Avanço do setor financeiro é ameaça para estabilidade

ANDREW GLYN
DO "FINANCIAL TIMES"

Adam Smith descreveu o dinheiro como "a grande roda da circulação". Na medida em que facilita a expansão econômica, o sistema financeiro desempenha seu papel na elevação dos padrões de vida. Os bancos sempre receberam seu quinhão por exercer essas funções. Nas últimas décadas, porém, o quinhão deles vem crescendo de maneira dramática. Nos anos 1950 e 1960 as companhias financeiras americanas receberam entre 10% e 15% dos lucros das empresas; hoje, porém, ficam com 30% a 40% do total. Se forem incluídos os lucros das atividades financeiras das empresas industriais e comerciais, o setor financeiro, nesse sentido mais amplo, dentro em breve poderá ser responsável pela maior parte dos lucros de empresas nos EUA.
Essa tendência de o setor financeiro crescer muito mais rapidamente do que a economia "real" também se evidencia no Reino Unido e em outros países. O que está sendo dado em troca da absorção de uma parcela crescente dos recursos da sociedade, especialmente dos trabalhadores altamente qualificados?

Consumo
Nos últimos tempos os consumidores americanos vêm fortalecendo a expansão da economia mundial, e a crescimento do crédito a consumidores e de hipotecas vem desempenhando papel decisivo na elevação do consumo americano a tal ponto que as famílias já deixaram de poupar. Mas aquilo que o setor financeiro dá, ele também pode tirar. O crédito ao consumidor pode afastar as recessões, quando a concessão de crédito permite aos consumidores continuar a gastar, mesmo quando o crescimento de sua renda se desacelera. Mas também pode agravar as recessões, se os consumidores forem forçados a saldar suas dívidas num momento de baixa, como mostraram os exemplos de países como a Suécia e o Reino Unido no início dos anos 1990.
Supõe-se que um sistema financeiro sofisticado incentive o acúmulo de capital.
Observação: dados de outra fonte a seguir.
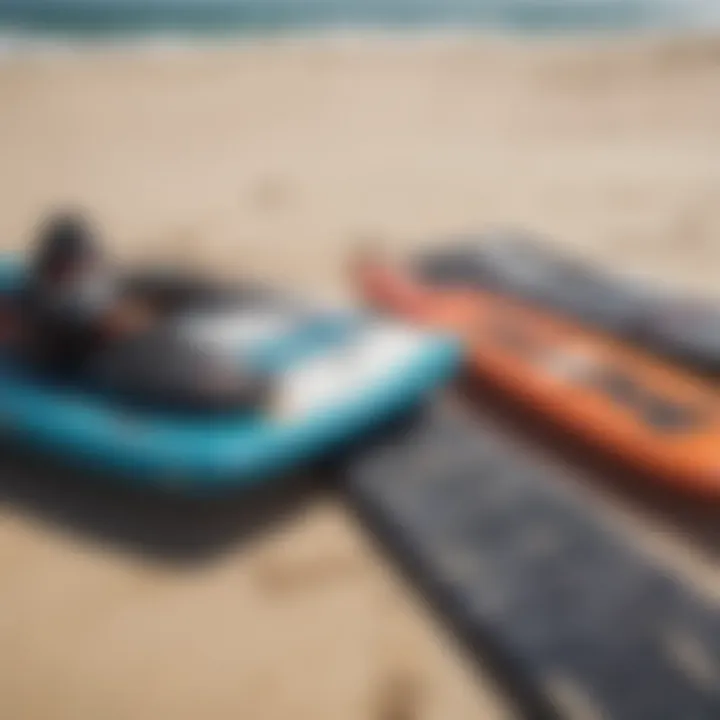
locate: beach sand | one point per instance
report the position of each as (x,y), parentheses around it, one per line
(276,159)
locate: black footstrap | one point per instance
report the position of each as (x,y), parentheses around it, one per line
(532,577)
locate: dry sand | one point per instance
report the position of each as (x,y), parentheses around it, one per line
(275,159)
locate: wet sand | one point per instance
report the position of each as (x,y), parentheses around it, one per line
(275,159)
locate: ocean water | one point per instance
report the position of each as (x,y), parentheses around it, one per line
(132,17)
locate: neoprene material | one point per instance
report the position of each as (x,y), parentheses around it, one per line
(534,577)
(336,377)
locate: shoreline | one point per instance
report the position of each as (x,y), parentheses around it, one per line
(21,44)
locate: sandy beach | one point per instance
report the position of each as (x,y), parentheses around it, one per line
(276,159)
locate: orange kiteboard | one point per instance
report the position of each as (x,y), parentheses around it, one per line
(655,418)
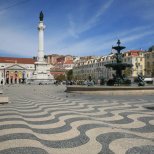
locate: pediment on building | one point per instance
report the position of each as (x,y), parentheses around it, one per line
(15,67)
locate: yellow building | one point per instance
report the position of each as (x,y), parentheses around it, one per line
(135,57)
(149,62)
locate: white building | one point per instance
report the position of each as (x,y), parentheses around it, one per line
(15,70)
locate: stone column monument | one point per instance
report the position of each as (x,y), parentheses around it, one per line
(41,75)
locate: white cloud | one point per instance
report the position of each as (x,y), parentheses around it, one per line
(102,44)
(76,28)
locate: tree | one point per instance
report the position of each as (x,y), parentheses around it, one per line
(70,75)
(60,77)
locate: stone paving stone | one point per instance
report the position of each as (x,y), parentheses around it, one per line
(44,119)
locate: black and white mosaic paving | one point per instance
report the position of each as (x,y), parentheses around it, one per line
(46,120)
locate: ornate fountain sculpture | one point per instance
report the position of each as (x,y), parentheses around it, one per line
(118,66)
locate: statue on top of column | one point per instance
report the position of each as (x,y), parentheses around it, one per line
(41,16)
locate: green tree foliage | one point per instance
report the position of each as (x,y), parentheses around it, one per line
(60,77)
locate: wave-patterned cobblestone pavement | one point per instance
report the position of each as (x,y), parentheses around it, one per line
(45,120)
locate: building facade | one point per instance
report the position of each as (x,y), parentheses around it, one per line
(93,67)
(15,70)
(149,62)
(136,58)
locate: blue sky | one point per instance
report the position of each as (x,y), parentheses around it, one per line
(76,27)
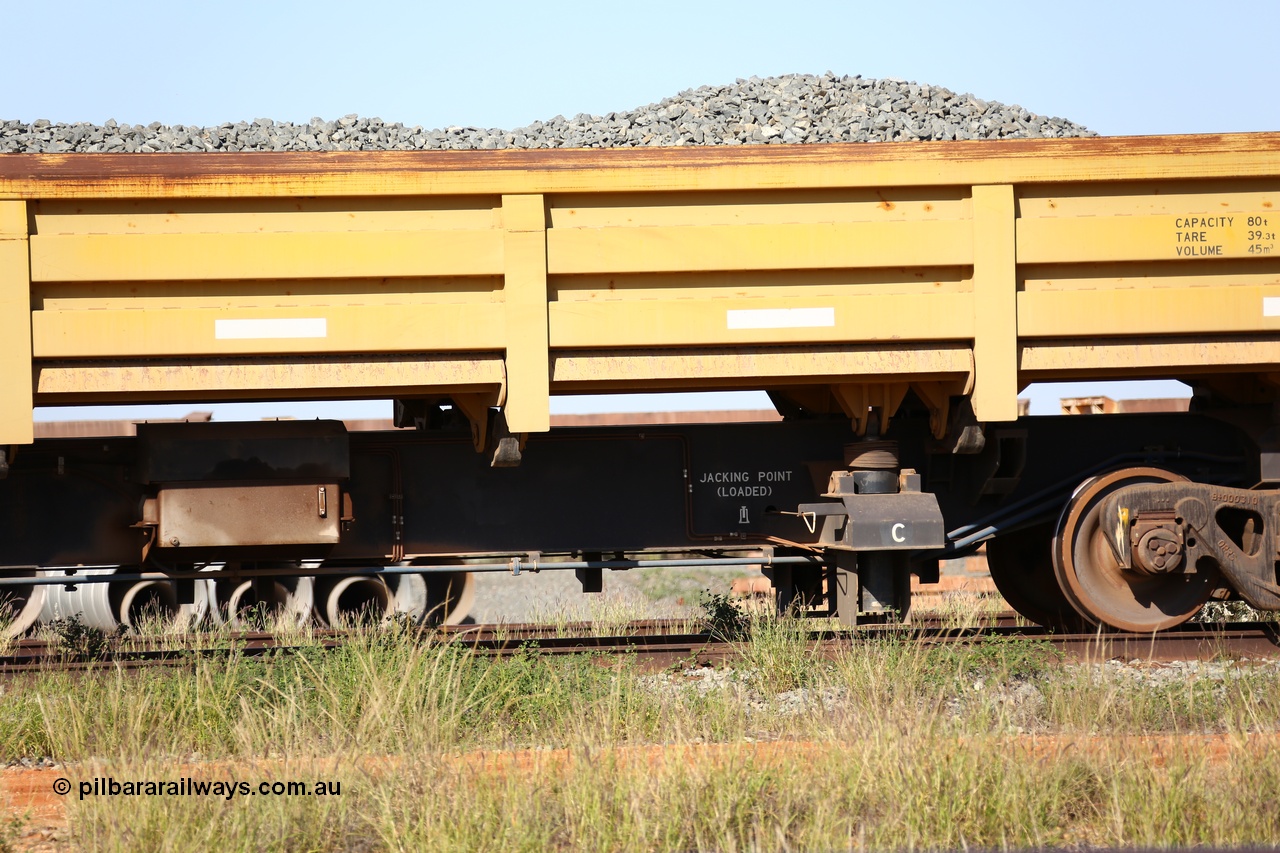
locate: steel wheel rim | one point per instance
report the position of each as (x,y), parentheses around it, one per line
(1022,568)
(1093,582)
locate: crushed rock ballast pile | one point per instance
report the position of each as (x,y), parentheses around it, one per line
(790,109)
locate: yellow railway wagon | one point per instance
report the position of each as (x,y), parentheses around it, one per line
(891,299)
(837,277)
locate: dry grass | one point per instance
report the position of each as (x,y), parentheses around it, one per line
(887,747)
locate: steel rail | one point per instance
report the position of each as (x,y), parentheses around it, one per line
(652,646)
(516,566)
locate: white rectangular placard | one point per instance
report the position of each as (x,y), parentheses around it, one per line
(261,329)
(781,318)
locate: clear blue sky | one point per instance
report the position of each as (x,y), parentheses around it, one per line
(1118,67)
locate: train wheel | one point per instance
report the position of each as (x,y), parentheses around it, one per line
(1022,569)
(1092,579)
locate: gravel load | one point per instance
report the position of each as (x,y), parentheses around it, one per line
(773,110)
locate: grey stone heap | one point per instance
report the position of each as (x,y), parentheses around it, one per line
(773,110)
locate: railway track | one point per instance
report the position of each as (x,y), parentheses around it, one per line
(661,644)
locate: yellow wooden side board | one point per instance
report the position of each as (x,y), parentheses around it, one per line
(968,268)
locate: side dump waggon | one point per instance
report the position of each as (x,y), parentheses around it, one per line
(892,299)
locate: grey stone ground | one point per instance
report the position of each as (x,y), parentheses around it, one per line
(771,110)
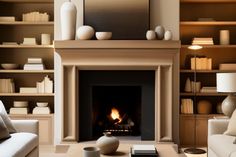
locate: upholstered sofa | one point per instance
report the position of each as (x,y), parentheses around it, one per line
(219,144)
(23,143)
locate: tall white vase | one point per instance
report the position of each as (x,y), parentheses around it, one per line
(68,21)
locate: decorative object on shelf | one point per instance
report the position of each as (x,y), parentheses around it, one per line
(160,31)
(187,87)
(151,35)
(168,35)
(227,66)
(45,39)
(201,63)
(103,35)
(108,144)
(85,32)
(7,86)
(91,152)
(224,37)
(41,108)
(45,86)
(34,64)
(68,20)
(195,86)
(29,41)
(202,41)
(226,83)
(19,107)
(186,106)
(35,17)
(219,108)
(9,66)
(204,107)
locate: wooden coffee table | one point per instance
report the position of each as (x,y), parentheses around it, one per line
(164,150)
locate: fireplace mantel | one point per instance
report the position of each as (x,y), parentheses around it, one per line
(160,56)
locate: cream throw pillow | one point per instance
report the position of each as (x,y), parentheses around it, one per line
(4,133)
(6,119)
(231,130)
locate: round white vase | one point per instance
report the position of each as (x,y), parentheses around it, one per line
(68,21)
(108,144)
(85,32)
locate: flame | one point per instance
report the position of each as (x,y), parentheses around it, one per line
(115,114)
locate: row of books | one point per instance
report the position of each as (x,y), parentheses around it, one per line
(186,106)
(201,63)
(24,110)
(7,86)
(34,64)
Os investimentos reais maciços em telecomunicações feitos durante o boom da Internet parecem constituir ótimo exemplo disso. Entretanto, até 2002, menos da metade da capacidade dos EUA em telecomunicações estava sendo utilizada.

Estoque de capital
Depois da queda, o crescimento do estoque de capital nos EUA sofreu uma redução mais marcante do que em qualquer recessão desde a 2ª Guerra Mundial. Desde 2000, em todos os países que integram a Organização para a Cooperação e o Desenvolvimento Econômico, o estoque de capital mal vem conseguindo crescer 2% ao ano. É um índice que não chega à metade daquele registrado nos anos 1960, quando o setor financeiro era contido por restrições fortes, e inferior ao da década de 1970, época em que as condições macroeconômicas eram turbulentas.
A City de Londres ocupa uma posição especial no Reino Unido. O setor dos serviços financeiros freqüentemente é alardeado como fator chave na balança de pagamentos, ajudando a preencher a brecha deixada pelo enfraquecimento do setor manufatureiro. Na realidade, porém, essa contribuição é modesta. Em 2005, os ganhos no exterior com o fornecimento de serviços de seguros, bancários e outros financeiros chegaram a cerca de 21 bilhões de libras (US$38 bilhões), apenas um décimo dos ganhos obtidos com a exportação de bens.
Deixando todos esses temores de lado, a última década teve o crescimento de produção menos volátil de qualquer década desde 1950. Será que isso refuta o argumento segundo o qual a ascensão do setor financeiro encerra a ameaça de instabilidade econômica maior? Tal conclusão seria demasiado complacente. As próprias condições econômicas estáveis incentivam a tomada de riscos maiores. A inovação financeira pode ter engrossado o elástico financeiro, mas este vem sendo esticado cada vez mais. Quem pode ter a certeza de que em algum momento ele não vai se partir?